Book review: The Unit

The Unit
by Ninni Holmqvist
Published by Other Press
ISBN: 978-1-59051-313-2

Review by Ginger Mayerson

Sometime in the not so distant future, in Scandinavia (I assume), laws regarding human usefulness based on age and station have been passed. Women over fifty and men over sixty who are childless or have no dependant family members who “need” them are moved into Units where they are useful for “humane experiments” and spare parts. The Unit is the story of Dorrit Weger who has just turned 50 years old and is obeying the democratically enacted laws of her land.

Dorrit enters the Unit and the greatest care is taken, by the staff and the other inmates, to make her transition to complete dependence and obedience easy and successful. It is successful: she even meets some old friends, and only gradually do the horrors of the uses of surplus humanity become clear to her (and to us). She and her friends are enrolled in human experiments, usually the last stages of drug testing or cosmetics, but they also start donating whatever they have two of. These donations go to the “needed” population on the outside. The inmates even know that their organs are going to mothers or young people who have not had children yet. One inmate has a cornea taken, another a kidney, another bone marrow, then this, then that, until the final donation. The final donation is usually a heart or liver, and then the rest of the useful organs are harvested. The final donation is a polite euphemism for death by medical execution. Dorrit seems resigned to her fate, but then she meets an old acquaintance and falls in love.

The heroine, Dorrit, is a writer and tells her story in the first person. Once she settles into the Unit, she begins a novel, makes friends, and adjusts to life where all her material and some of her emotional needs are met. She’s lived her life without being a burden on society and has contributed as an artist. In the society that voted for the creation of Units, artistic contribution is not enough: past a certain age one must be changing diapers on a baby or a geezer to merit being needed enough to escape the ultimate redundancy. And yet Dorrit is a good citizen to the end: she respects her democracy and its laws even when it’s stripped her of her personhood and dehumanized the society she used to live in. She and other characters in the story mention that they live in a democracy where they have free speech so they are allowed to say anything they want in the “luxury slaughterhouse” as one inmate calls it.

The use of first person point of view makes this a powerful book. Ninni Holmqvist writes in a soothing style appropriate for her character’s cheerful, productive fatalism. Dorrit is on death row writing a novel that will probably be published by the Unit after she’s dead. Nothing is wasted in this efficient new world, except people who don’t fit the utilitarian criteria.

This was a very disturbing book for me for many reasons, primarily that I just turned 49 and am a textbook candidate for a Unit, if such things existed. As I’ve gotten older as a single, childless woman who doesn’t work in a glamorous or powerful profession, I’ve felt a certain amount of distain from the “needed” types out there. Being sent to a Unit next year isn’t going to happen to me, but Holmqvist is exploring something that is and always has been the dividing line between families and childless adults. This book asks, who is necessary to a healthy society and future? Who is allowed to live and why? What is best society for children to be raised in? I ask, who gets to decide these fucked up questions?
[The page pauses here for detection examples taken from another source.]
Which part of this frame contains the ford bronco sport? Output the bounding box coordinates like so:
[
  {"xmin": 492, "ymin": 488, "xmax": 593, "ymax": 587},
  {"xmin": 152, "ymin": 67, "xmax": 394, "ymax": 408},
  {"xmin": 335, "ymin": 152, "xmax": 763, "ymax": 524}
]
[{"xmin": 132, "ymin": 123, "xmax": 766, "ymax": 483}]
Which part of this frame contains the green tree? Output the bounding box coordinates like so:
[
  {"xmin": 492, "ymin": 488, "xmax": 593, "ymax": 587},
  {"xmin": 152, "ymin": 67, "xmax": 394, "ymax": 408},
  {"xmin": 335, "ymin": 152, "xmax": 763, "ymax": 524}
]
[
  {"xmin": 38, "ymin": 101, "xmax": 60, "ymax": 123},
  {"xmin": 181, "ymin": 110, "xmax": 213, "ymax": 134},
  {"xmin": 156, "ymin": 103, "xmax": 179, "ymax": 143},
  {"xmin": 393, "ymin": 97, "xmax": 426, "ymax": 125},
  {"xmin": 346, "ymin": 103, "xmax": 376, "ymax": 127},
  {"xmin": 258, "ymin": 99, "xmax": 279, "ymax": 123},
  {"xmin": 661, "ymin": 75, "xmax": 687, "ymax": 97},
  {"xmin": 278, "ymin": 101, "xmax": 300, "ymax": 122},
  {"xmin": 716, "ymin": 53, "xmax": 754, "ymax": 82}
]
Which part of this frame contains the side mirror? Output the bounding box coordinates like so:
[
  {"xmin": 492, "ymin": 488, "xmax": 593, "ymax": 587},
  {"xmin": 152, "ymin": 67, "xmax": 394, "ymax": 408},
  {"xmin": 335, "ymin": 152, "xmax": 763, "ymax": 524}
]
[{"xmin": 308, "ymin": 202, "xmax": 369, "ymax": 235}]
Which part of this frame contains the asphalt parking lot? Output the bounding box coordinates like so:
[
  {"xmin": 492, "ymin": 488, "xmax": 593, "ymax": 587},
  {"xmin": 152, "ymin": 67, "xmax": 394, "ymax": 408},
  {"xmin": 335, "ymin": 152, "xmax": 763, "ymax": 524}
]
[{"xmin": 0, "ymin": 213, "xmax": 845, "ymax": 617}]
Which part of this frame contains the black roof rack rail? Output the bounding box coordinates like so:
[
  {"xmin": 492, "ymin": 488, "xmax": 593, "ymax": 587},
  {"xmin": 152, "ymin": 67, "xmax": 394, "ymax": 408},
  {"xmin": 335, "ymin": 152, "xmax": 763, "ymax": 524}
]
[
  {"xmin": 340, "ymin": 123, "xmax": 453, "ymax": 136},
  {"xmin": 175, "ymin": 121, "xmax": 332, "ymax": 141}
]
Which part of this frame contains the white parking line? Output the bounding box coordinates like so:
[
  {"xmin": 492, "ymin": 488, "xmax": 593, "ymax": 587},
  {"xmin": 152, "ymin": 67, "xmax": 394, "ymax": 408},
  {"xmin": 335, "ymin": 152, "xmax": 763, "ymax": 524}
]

These are good questions, hard questions, and The Unit only really explores the three. And then doesn’t explore them very much, but enough that I was unsettled as I read it. This is a low-key, thoughtful book with a leisurely pace that underscores the mounting horror of what the main character’s society has become and what this means to what’s left of her life. Unlike The Island or Logan’s Run, The Unit has no chases or hot blond babes. There is no revolution, justice, or triumph of humanity at the end, just the sad hopeless horror of societally approved democratically installed institutional cruelty against a particular category of people. Near the end of the book, one of the Unit inmates mentions news stories of fifteen year olds getting pregnant so they will be “needed” and the soaring rates of sexually transmitted diseases as fertile women desperately try to save their lives past 50. And so, I must also ask, if it’s still a democracy, why don’t they all – women and men – start voting with their heads instead of their reproductive organs?

But as I was reading, a disturbing (to me) question began to form: if a luxurious life free of material want and strife in exchange for obedience and tissue were available to anyone who understood the terms and conditions enough to make an informed consent, how many hopeless, helpless, burned-out, down-and-out citizens would voluntarily exercise this option? I wonder. And I hope we never find out.